Surging uranium prices could prompt uranium mines to reopen as early as this year in San Juan County, boosting the fortunes of an impoverished area that is home to one of only two operating uranium mills in the nation, a mining executive said Friday.
   Ron Hochstein, president of International Uranium Corp. (IUC), said the economics of uranium have changed from a buyer's to a seller's market, with global demand for the ore far outstripping its supply and prices higher than at any time during the past 20 years.
    The company's White Mesa mill near Blanding already was scheduled to restart operations in March to process so-called "alternate feed" materials from California mining operations and place the remains in an on-site disposal cell, Hochstein said.
   But now that the price of uranium has reached $27 per pound, and expected to reach $30 per pound by the end of the year, mining and processing the ore instead of leaching waste from other mines has become a more attractive venture, Hochstein said.
   ''It's looking like it could be quite a permanent 'up' market,'' he said. ''We're seeing a tremendous mount of growth in nuclear power, particularly in Asia and India.''
   Hochstein, who made his comments during a meeting with the state's Division of Radiation Control Board to discuss remediation plans for a chloroform plume discovered five years ago at the White Mesa site, said he expected IUC to decide within the year whether it would resume uranium mining and processing.
   Hochstein said that the global demand for uranium to power the plants already is nearly double the ore's production, and said he expected a revitalized uranium mining industry in the western United States could yield up to 2 million pounds of ore per year.
   "We potentially see a real boom again in San Juan County for uranium mining," he said.
   San Juan County Administrator Rick Bailey agreed. "We would support uranium mining returning," he said during a telephone interview. "We have watched that price pretty carefully, and are excited mining operations . . . could financially get back into business. A lot of old-time miners are still there, waiting for the right time."
   Bailey noted that the county also awaits a copper mine and mill in Lisbon Valley, about 20 miles northeast of Monticello, which he said could bring 80 to 100 well-paying jobs. That would be proportional to 10,000 good jobs in Salt Lake County, he said.
   Mining revenue "could help put a kid through school, provide the sort of things that in a small rural area are not taken for granted," Bailey said.
   White Mesa mill and Cotter Corp. in Ca on City, Colo., are the only two uranium processing mills still operating in the United States. Hochstein said that puts the White Mesa mill five to seven years ahead of even such uranium-rich locations as Western Australia, which is closer to the vast Asian nuclear market but hasn't tapped its potential due to a state government moratorium on uranium mining.
   Earlier this week, Bloomberg News reported that China will soon award an $8 billion contract to build four nuclear reactors as part of a plan to build 27 nuclear plants and boost its nuclear energy output fivefold by 2020. India plans to build 17 reactors, tripling its nuclear capacity by 2012. Also driving up the price of uranium is Russia's decision to reduce uranium exports to retain resources for the 25 new plants it wants to build by 2020.
   Steve Erickson, an environmental activist who has been critical of IUC's plans to leach and store the lead-laden California mine waste, said uranium mining would be preferable to allowing the White Mesa mill to store toxic waste.
   "It might turn out to be beneficial for San Juan County, though we're not crazy about more nuclear power plants," Erickson said.
   Environmental activist Jason Groenewold, who attended the Radiation Control Board meeting, was surprised by Hochstein's statements.

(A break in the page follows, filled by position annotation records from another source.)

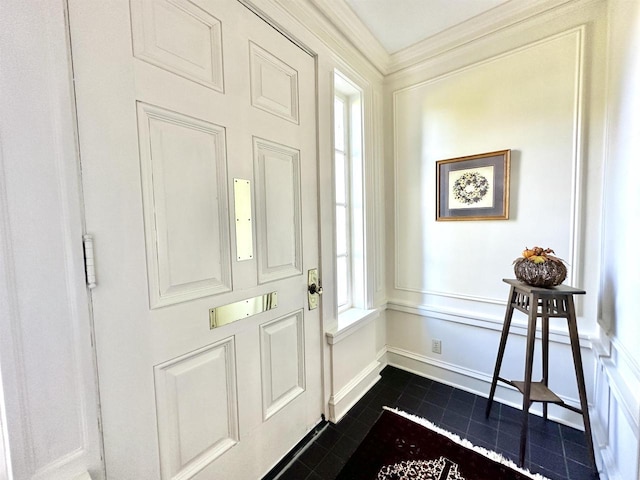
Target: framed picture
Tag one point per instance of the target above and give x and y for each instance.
(474, 187)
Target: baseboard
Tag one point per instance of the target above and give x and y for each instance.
(342, 401)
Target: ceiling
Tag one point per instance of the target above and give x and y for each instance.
(398, 24)
(397, 34)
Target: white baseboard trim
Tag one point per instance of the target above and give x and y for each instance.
(342, 401)
(467, 318)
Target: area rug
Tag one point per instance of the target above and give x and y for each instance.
(401, 446)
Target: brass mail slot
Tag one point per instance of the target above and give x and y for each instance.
(226, 314)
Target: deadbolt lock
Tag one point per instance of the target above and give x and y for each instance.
(314, 289)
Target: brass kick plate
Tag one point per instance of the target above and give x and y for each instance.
(232, 312)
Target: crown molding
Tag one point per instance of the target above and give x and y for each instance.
(485, 24)
(340, 15)
(305, 13)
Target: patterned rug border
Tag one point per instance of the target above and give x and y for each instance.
(463, 442)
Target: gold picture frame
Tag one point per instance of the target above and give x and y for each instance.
(475, 187)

Considering the toll on public health Utah's mining history has taken, he said, "it just seems like bad ideas never die, but people who implement them do."
   Hochstein said he expected Groenewold, who is spokesman for the anti-nuclear organization Healthy Alliance Utah, would with others protest plans to resume uranium mining. But he added that a lot has been learned over the past half-century about the negative effects of uranium mining, particularly how radon exposure can cause cancer.
   Uranium mining boomed in Utah following World War II, when Charles Steen in 1952 struck a deep bed of nearly pure uraninite near Moab, the one-time "uranium capital of the world." Steen's mill, bought by the Atlas Corp. in 1956 and operated until 1984, left 12 million tons of radioactive tailings next to the Colorado River. The federal Energy Department is studying how to relocate the mill tailings.
   By 1955, about 800 mines operated on the Colorado Plateau, but by 1962, the industry screeched to a halt. By 1970, the federal Atomic Energy Commission stopped buying uranium altogether, and the uranium-fueled economy of southeastern Utah collapsed. A brief resumption of the industry in the mid-1970s died quickly.
   Hundreds of miners in the Four Corners area died of lung cancer after working in the unregulated mines, but it wasn't until 1989 that Congress first passed legislation to compensate radiation victims.